When you run a test case on a piece of software, you’re conducting an experiment where the null hypothesis is “the system under test correctly executes this test.” The problem is that the value of each such experiment is small because there are so many possible inputs. Random testing has a stronger null hypothesis: “the system under test correctly executes as many generated test cases as we have time to run.” The idea is to explore parts of the space of possible system inputs that a human wouldn’t think to test. This leads us to:

Random Testing Rule 1: Err on the side of expressiveness by prohibiting the generation of as few (legal) inputs as possible.

In other words, a better random tester is one that will — given time — explore a larger part of the input space. Expressiveness, however, can be difficult to achieve:

  1. It is easy to fail to notice parts of the input space that should be explored. How many of us know all of Linux’s system calls? All of C’s trigraphs? All of GNU C’s inline assembly directives?
  2. Some valid inputs are very hard to distinguish from invalid inputs. For example, assume that we’re attempting to generate random JavaScript programs that terminate. See the problem? On the other hand, often there are shortcuts — maybe we can just kill the apparently non-terminating programs after a timeout. In other cases, the system under test can itself tell us whether an input is valid.

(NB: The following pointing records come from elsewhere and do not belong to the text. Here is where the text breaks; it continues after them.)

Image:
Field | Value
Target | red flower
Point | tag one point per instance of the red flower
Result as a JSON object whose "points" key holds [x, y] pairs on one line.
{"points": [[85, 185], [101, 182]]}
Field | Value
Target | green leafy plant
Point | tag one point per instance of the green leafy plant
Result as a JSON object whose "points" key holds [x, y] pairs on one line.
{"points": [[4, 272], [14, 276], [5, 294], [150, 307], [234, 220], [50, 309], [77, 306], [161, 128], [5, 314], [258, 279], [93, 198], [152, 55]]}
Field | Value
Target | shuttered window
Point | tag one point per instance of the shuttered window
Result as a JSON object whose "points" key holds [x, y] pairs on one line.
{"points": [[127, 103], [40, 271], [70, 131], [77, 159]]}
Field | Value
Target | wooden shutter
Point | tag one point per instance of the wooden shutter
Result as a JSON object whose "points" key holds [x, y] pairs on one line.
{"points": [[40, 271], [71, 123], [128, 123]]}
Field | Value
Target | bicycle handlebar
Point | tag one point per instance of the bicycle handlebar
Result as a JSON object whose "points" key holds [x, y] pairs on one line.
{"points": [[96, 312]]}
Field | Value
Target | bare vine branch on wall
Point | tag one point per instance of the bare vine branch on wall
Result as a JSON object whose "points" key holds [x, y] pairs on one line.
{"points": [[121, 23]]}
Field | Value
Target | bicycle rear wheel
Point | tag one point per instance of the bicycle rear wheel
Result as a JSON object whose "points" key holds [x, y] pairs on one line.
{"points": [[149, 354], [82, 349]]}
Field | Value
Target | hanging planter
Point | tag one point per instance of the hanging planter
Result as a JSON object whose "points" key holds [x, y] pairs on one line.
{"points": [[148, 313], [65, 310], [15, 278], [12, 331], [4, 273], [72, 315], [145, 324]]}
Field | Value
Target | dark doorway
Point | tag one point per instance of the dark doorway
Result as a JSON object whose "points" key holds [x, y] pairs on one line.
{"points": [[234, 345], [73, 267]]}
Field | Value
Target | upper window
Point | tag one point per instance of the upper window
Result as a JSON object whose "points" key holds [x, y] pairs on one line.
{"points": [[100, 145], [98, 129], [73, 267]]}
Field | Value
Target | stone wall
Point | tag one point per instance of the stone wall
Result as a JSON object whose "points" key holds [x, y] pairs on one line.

Of course, expressiveness isn’t the whole story for random testing. For example, we can generate all possible JavaScript programs by generating random bit strings. However, if we actually do this we’ll waste almost all of our testing time generating bit strings and getting them rejected by the same tiny part of the JS lexer. This observation leads us to:

Random Testing Rule 2: Restrict the expressiveness of generated programs as needed to achieve effective testing.

Trivially, the random bit string generator was too expressive to be an effective tester for a JavaScript implementation. Similarly, if I’m testing a new, buggy floating point optimization pass for a compiler, simply turning off integer variables in the test case generator may be the way to proceed. In general we must shape the inputs so that they exercise the right parts of the system under test.

Good taste is required to distinguish between parts of the input space that are germane vs. those that are irrelevant. For example, there is a large family of JavaScript programs differing only in choice of identifier names, and another large family differing only in choice of floating point constants. These sub-spaces of the input space probably do not need to be explored deeply because they are not tightly connected to the difficult logic in a JS VM. On the other hand, see here for a story about a magic FP constant that hangs PHP on certain platforms.

Summary: Good random testing is achieved by balancing the tension between too much and too little expressiveness in the test case generator.

,

One response to “Two Rules for Random Testing”

  1. Somewhere in here, there is a connection to different levels of semantics: strings in the language grammar; well-behaved programs; language idioms; design patterns; and the meaning of the program at hand.

    I wonder if it would be interesting and/or worthwhile to write a random program generator whose “grammar” was built *entirely* on programming language idioms, and not merely on the grammar of well-behaved programs. This sounds like a fun project.